Fast forward 25 years and nothing has really changed. Sure, I didn’t become an artist (I became a marketer by way of sales), but visual thinking still rules my way of problem solving and developing new ideas.

As a manager, I look to impart many of the things I’ve learned in my career to my team. But, more importantly, I look to foster an environment where my team can learn new things for themselves (and teach me). I try to plant seeds, but I lean on them to water them and make them grow. Whether this is the right way to manage? Who knows, but things have gone well in my career so far and I don’t think anyone who’s ever worked for me has hated it.

For my team, ideation and innovation is paramount. It’s the one place where I’m quite demanding. If you’re on my team, I’m going to push you to come up with fresh (and fleshed-out) ideas. But how do we get the ball moving?


My method of brainstorming isn’t revolutionary, but it’s also a little different than what I used to think brainstorming was. For one, I never schedule a “brainstorming” session without giving ample notice. There’s nothing worse than being asked for ideas right on the spot. For some people that might not be a big deal, but others it’s a nightmare. Putting someone on the spot will usually lead to a pretty crappy idea.

To maximize productivity, I give my team fair warning days in advance. I expect them to give serious thought over a few days and bring ideas that have a even the shortest leg to stand on to our session.

Then, instead of having one person act as secretary, writing the ideas down on a whiteboard as their thrown out by the team, I start by asking one person to draw their idea. Yes…draw*.

For whatever reason, I’ve found that drawing out ideas allows everyone to start approaching the idea a little differently and it allows iteration to take place much more quickly. Participation from the team also increases and focus on the “idea” is typically deep. Once we feel we have enough of the idea drawn out, the doodler gets to choose the next person who will draw their idea.
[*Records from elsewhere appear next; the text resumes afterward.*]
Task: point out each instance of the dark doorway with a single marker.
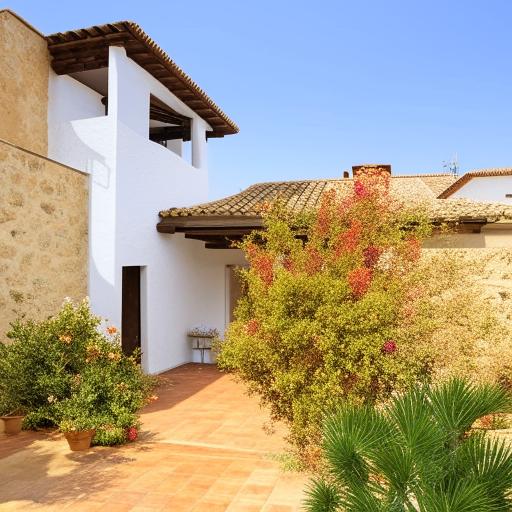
(130, 320)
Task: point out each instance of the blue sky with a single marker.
(317, 87)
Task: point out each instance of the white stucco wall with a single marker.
(487, 189)
(132, 178)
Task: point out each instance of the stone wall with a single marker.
(43, 235)
(491, 268)
(24, 65)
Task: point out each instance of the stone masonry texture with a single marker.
(43, 235)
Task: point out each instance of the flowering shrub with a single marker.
(326, 304)
(66, 371)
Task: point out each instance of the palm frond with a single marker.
(461, 496)
(457, 404)
(488, 461)
(322, 497)
(350, 433)
(359, 498)
(419, 432)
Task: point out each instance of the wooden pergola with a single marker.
(87, 49)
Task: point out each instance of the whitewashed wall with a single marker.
(487, 189)
(132, 179)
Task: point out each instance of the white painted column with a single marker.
(198, 135)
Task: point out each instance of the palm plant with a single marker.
(418, 453)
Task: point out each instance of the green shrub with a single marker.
(418, 453)
(326, 301)
(67, 371)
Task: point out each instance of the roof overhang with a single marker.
(87, 49)
(218, 232)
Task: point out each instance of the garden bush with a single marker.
(418, 453)
(67, 371)
(328, 298)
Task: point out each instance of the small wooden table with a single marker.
(201, 343)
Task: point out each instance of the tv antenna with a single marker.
(452, 166)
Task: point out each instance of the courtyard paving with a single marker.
(203, 447)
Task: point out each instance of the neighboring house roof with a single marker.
(300, 196)
(232, 217)
(87, 48)
(455, 186)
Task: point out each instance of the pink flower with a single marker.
(314, 262)
(360, 189)
(389, 347)
(132, 434)
(359, 281)
(348, 240)
(253, 326)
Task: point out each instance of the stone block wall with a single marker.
(43, 235)
(24, 64)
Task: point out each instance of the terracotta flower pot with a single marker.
(12, 424)
(79, 441)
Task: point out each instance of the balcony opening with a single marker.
(169, 128)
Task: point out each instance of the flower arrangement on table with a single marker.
(202, 337)
(201, 331)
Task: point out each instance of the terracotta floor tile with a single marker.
(202, 447)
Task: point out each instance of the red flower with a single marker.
(359, 281)
(132, 433)
(389, 347)
(371, 256)
(264, 266)
(262, 263)
(288, 263)
(413, 249)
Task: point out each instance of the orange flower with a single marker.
(65, 338)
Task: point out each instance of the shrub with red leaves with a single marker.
(325, 295)
(359, 281)
(132, 434)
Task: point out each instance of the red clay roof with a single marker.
(499, 171)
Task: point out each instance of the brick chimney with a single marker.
(371, 169)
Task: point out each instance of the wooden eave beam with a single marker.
(91, 52)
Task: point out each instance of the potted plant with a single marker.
(77, 422)
(12, 414)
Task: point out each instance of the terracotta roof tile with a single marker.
(305, 195)
(499, 171)
(87, 48)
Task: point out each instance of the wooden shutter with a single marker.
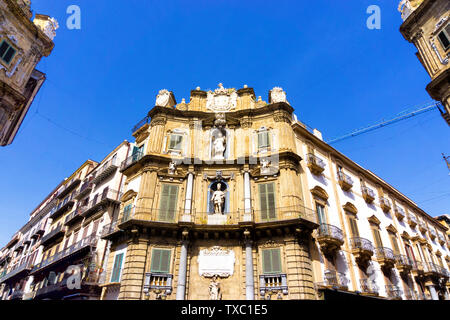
(377, 237)
(160, 261)
(267, 201)
(168, 202)
(115, 276)
(353, 227)
(271, 261)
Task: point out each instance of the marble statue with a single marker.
(219, 144)
(218, 199)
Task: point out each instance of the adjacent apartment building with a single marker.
(22, 45)
(226, 196)
(426, 24)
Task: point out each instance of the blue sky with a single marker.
(338, 75)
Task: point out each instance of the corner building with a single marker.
(231, 197)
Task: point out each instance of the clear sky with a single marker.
(338, 75)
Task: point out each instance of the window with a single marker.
(271, 261)
(160, 261)
(175, 142)
(168, 203)
(7, 52)
(117, 267)
(126, 212)
(263, 139)
(267, 201)
(377, 237)
(321, 213)
(444, 37)
(353, 226)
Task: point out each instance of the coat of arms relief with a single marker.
(221, 100)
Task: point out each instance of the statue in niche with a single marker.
(214, 289)
(219, 145)
(218, 199)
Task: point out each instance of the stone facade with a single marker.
(426, 25)
(22, 45)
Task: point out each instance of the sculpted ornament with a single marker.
(277, 95)
(221, 99)
(163, 97)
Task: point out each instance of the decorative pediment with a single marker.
(405, 235)
(320, 193)
(373, 219)
(391, 228)
(350, 208)
(130, 194)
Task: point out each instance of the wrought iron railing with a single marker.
(393, 292)
(89, 241)
(384, 253)
(345, 178)
(368, 286)
(313, 159)
(273, 282)
(362, 244)
(131, 159)
(146, 120)
(328, 230)
(158, 281)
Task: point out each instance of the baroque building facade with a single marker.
(226, 197)
(22, 45)
(426, 24)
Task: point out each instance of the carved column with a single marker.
(181, 287)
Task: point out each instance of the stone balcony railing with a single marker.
(228, 218)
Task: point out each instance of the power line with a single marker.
(385, 123)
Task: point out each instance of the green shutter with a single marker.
(271, 261)
(168, 202)
(115, 276)
(160, 261)
(267, 201)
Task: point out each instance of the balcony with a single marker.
(432, 234)
(159, 282)
(272, 283)
(85, 189)
(62, 208)
(441, 239)
(110, 229)
(69, 186)
(412, 220)
(362, 249)
(368, 287)
(128, 162)
(385, 204)
(422, 226)
(140, 124)
(73, 217)
(18, 271)
(334, 280)
(330, 238)
(368, 194)
(393, 292)
(100, 202)
(315, 164)
(53, 234)
(399, 213)
(403, 263)
(105, 171)
(345, 181)
(86, 243)
(385, 258)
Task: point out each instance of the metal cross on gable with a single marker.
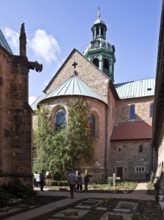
(74, 64)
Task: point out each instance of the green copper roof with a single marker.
(35, 103)
(136, 89)
(98, 21)
(73, 86)
(4, 43)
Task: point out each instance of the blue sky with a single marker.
(55, 27)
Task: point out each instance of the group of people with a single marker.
(42, 178)
(75, 182)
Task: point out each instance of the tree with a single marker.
(61, 150)
(79, 138)
(42, 140)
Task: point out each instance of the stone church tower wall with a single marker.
(15, 115)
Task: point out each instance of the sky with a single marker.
(55, 27)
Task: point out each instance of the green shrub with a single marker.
(16, 189)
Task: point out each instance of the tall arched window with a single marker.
(94, 126)
(96, 62)
(105, 65)
(132, 114)
(60, 119)
(151, 111)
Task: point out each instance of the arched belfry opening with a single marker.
(96, 62)
(105, 66)
(100, 48)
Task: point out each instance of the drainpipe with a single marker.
(106, 142)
What I’ve seen in my experience is round after round of doodles and ideas that get nurtured in real-time by nearly everyone on the team. Not every idea will be a good one, but we typically always leave with a bunch of really good ones. And even better, our sessions are truly a team effort (and even fun sometimes).

How do you help foster creativity and ideation?

*typically stick figures. Very seldom Mona Lisas.